Still, the Democratic presidential candidate must tiptoe across a political tightrope. The Kennedys help him tap into an important, passionate political constituency, not to mention the money and expertise their network brings.
“There is a resonance with the Kennedys that motivates people to act on the basis of compassion,” Seigenthaler said.
But in some circles, the Kennedys remain political anachronisms, liberals long ago shorn of their charisma.
The evidence: Efforts by Kennedy children and relatives to win political races have languished, other than congressional seats with strong, sympathetic New England Democratic constituencies.

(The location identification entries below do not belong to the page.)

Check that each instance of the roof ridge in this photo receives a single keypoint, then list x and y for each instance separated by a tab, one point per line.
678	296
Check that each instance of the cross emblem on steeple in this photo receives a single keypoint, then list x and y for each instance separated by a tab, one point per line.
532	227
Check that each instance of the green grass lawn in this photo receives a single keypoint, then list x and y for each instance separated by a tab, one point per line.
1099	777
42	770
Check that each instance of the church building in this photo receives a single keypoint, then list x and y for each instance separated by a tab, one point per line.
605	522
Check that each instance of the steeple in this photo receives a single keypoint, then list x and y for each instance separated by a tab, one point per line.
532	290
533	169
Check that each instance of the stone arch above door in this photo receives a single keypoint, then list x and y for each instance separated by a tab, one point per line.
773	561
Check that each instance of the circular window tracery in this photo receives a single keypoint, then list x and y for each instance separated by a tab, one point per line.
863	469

In 2002, Robert’s daughter Kathleen Kennedy Townsend became the first Democrat to lose a race for the governorship of Maryland in 36 years. In Massachusetts, Joe Kennedy, Robert’s son, has declined several times to run for governor; in 1997, he dropped his bid saying personal and family problems were hurting his candidacy.
Monday, the analysts say, Democrats must leave the audience remembering Ted Kennedy as not only the last lion of liberalism, but also a man whose hope will outlive him.
Reeves also said that once Ted Kennedy is gone, it’s inevitable that his convictions and compassion will lose their most ardent champion.
The Kennedys were, he said, “a continuation of a certain way of viewing government. They tried to keep breathing life into the New Deal. Ted Kennedy carries that on.
“The great senators stand for something, and they stay a long time and get things done. Ted Kennedy didn’t change.”